Low dose, 20 mg/kg bw/d:
No substance related effects seen.
Intermediate dose, 60 mg/kg bw/d:
No substance related effects seen, except slight but significant decrease of body weight gain on d 6-8 p.c.
High dose, 180 mg/kg bw/d:
Clinical data:
Transient salivation was noted in 6/25 animals during days 15-19 p.c. starting few minutes after dosing and lasting 15
to 20 min. Vaginal hemorrhage on d 20 was noted in one animal.
Salivation was regarded to be treatment related due to bad taste or local affection of the upper digestive tract, but was not assessed as an adverse or toxic effect.
Food intake, body weights:
Food intake was significantly reduced (-13% compared to controls) during a period at the beginning of treatment on d 6-8 p.c. Body weight gain was also statistically reduced compared to controls on d 6-8 p.c. (-45%) and d 17-20 p.c. (-34%). However, at the end of the treatment period body weight was comparable in all groups.
Findings were regarded as being substance-induced and reflecting direct adverse effects on dams (d 6-8) and on fetuses (d 17-20; resorptions, lowered fetal body weight).
Corrected body weight gain was comparable in all dose groups.
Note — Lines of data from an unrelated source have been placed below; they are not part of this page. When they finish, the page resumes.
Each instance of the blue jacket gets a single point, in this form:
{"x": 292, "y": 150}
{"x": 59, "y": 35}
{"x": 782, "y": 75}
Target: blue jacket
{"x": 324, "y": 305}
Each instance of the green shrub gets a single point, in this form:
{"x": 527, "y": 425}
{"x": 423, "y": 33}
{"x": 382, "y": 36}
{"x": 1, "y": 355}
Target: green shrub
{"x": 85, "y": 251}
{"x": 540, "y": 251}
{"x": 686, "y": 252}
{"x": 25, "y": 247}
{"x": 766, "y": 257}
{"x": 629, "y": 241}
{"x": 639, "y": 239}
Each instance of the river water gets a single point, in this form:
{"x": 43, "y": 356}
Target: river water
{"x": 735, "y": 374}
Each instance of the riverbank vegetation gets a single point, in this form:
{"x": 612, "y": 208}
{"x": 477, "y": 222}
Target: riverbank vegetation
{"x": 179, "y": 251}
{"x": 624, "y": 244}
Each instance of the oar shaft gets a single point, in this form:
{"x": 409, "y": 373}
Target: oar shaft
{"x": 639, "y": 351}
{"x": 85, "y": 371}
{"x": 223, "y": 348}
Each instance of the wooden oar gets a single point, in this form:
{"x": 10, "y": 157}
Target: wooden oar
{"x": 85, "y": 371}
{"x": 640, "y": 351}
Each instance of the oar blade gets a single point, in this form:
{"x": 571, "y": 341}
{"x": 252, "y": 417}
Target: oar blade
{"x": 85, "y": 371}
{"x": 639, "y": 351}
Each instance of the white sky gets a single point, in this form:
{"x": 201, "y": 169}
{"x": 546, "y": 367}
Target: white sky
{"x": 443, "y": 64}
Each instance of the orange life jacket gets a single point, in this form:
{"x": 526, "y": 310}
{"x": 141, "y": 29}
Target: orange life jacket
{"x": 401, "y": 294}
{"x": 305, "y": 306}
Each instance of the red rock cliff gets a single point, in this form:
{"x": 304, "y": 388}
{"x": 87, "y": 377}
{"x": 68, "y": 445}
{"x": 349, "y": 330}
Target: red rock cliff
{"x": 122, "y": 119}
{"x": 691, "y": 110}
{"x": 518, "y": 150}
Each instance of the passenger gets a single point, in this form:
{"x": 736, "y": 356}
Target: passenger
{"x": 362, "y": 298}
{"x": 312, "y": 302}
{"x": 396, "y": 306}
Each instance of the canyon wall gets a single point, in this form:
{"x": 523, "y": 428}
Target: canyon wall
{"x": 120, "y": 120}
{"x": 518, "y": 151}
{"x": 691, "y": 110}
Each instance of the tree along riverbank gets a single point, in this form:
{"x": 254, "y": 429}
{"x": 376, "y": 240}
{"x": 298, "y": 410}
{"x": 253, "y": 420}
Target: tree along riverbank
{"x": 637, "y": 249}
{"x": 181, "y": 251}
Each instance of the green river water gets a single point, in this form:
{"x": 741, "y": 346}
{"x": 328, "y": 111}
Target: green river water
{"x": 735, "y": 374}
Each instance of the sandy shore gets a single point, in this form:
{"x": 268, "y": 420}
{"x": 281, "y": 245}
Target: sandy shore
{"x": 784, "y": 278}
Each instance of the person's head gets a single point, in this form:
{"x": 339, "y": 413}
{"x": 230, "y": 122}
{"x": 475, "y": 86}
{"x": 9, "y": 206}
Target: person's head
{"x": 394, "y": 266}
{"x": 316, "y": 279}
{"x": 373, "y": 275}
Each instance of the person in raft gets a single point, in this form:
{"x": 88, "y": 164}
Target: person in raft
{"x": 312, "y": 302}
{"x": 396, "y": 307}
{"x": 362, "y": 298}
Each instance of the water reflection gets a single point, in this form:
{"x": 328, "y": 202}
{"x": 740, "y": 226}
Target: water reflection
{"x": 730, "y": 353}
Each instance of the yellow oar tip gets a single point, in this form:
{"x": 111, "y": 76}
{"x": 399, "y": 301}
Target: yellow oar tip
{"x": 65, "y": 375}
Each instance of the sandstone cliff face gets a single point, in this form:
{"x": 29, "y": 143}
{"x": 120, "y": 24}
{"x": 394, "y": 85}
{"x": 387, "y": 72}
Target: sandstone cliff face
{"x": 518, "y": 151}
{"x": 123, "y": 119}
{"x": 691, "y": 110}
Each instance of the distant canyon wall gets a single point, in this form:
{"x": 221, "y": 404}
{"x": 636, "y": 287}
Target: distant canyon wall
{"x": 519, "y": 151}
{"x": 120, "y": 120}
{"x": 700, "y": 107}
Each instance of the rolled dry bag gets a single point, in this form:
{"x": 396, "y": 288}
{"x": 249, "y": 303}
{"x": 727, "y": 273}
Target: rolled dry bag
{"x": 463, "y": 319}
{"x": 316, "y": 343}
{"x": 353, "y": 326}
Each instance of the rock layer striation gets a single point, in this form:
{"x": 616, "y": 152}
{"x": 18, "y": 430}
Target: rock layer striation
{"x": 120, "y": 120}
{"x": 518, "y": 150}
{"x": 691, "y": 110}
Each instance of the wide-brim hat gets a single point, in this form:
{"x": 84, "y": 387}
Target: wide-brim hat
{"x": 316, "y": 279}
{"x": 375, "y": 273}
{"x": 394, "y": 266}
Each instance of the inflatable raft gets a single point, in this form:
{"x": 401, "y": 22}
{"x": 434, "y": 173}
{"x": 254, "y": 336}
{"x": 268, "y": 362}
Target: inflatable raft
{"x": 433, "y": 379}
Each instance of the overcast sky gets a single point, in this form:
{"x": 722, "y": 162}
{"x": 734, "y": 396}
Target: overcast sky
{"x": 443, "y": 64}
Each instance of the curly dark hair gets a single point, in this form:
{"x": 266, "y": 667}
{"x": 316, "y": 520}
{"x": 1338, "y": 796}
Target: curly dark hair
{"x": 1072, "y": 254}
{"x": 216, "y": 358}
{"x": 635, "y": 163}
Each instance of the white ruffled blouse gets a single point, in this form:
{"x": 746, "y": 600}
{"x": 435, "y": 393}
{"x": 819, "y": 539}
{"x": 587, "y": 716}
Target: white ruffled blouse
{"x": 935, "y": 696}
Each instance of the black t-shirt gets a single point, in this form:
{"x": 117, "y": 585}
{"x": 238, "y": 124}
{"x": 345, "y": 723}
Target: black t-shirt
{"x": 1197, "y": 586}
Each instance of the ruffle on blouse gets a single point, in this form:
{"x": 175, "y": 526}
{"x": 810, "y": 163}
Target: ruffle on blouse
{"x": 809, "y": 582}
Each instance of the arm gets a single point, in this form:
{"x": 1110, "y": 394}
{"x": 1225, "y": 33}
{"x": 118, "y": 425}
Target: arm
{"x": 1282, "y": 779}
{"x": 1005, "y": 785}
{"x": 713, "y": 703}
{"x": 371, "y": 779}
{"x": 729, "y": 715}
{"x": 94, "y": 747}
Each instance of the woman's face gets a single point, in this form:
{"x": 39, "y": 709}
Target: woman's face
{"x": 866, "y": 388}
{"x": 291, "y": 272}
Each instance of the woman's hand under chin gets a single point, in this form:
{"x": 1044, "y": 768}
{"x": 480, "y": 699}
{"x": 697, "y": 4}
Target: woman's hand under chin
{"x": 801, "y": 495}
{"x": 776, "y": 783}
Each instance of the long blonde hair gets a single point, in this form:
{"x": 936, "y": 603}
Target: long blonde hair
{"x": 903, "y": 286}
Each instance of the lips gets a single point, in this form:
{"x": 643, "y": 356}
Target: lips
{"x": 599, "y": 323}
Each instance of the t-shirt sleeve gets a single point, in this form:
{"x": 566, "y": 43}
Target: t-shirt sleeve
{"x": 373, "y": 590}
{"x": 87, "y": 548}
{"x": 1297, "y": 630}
Terminal examination of dams:
Uterus weight was significantly reduced (-26% vs. controls). Significantly increased postimplantation loss (43% vs 8% in controls) was due to late resorptions. 3/24 females resorbed all implants during the last treatment days and had no live fetuses at termination. The number of live fetuses per litter was significantly reduced. Additionally the number of live male fetuses per litter was significantly reduced.
Examination of fetuses
Sex distribution was comparable to control animals in all treatment groups. In high dose animals, placental weight was increased (+22% vs. control), whereas mean fetal body weight was reduced (-14%, both sexes combined).
External malformations (anasarca and/or cleft palate) were significantly increased in high dose fetuses (13/132 fetuses; ca. 10%) in 7/21 litters (=33%), i.e. 9% versus 0% affected fetuses/litter in the control group.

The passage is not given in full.